- 01/12/2023
- Francesco Verde
- XVIII (2023), 2
- Recensione
Le generazioni di studenti e studiosi più giovani che operano in Italia e che si occupano di filologia, di storia della filosofia o di filosofia sono spesso poco (o per nulla) consapevoli della inestimabile ricchezza e della immensa varietà che la nostra tradizione di studi storici, filologici, letterari e, naturalmente, filosofici possiede. Questo, a mio parere, è un dato di fatto parecchio preoccupante che si è intensificato negli ultimi decenni. Esso è dovuto a più ragioni, non da ultimo – senza, per questo, voler abbracciare alcuna forma di volgare nazionalismo – per un perverso senso di esterofilia negli studi che porta non di rado perfino a disprezzare ciò che è o che è stato scritto nella nostra lingua. Questa situazione, a ben vedere, non solo è preoccupante ma è anche drammatica.
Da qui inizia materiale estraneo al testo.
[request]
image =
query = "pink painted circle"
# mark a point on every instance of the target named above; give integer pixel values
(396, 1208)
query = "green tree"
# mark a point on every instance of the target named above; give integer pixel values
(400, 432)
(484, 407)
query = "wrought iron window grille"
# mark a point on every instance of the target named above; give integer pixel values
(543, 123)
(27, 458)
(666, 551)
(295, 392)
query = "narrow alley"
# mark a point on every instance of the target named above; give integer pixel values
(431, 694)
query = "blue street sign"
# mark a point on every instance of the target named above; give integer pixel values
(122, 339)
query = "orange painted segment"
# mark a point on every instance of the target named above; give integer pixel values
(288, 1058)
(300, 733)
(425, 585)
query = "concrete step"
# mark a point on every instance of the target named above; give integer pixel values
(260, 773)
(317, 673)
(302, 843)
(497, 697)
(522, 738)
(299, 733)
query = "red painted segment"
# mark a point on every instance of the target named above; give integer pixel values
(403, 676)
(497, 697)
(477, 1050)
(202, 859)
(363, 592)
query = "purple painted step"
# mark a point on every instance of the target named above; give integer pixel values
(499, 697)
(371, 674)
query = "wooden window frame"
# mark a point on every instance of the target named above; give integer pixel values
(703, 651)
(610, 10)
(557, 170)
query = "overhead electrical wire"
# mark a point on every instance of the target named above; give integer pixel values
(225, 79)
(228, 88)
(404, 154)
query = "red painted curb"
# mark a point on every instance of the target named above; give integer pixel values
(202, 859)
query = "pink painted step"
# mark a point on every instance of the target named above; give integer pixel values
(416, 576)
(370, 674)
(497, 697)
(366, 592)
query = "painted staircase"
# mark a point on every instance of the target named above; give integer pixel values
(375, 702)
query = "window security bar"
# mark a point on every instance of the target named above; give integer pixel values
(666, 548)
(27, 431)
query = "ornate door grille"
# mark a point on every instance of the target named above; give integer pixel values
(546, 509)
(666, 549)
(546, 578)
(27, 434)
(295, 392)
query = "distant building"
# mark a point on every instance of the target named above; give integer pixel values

La ragione è semplice: se non si risveglia l’interesse profondo per la nostra tradizione culturale – e questo può essere fatto rendendo materialmente disponibili nelle librerie fisiche e online (e non solo in quelle antiquarie di certo non frequentate dai più) gli scritti di questi notevoli intellettuali – questa è ineluttabilmente destinata all’oblio, non, si badi, un oblio transeunte ma assoluto e definitivo.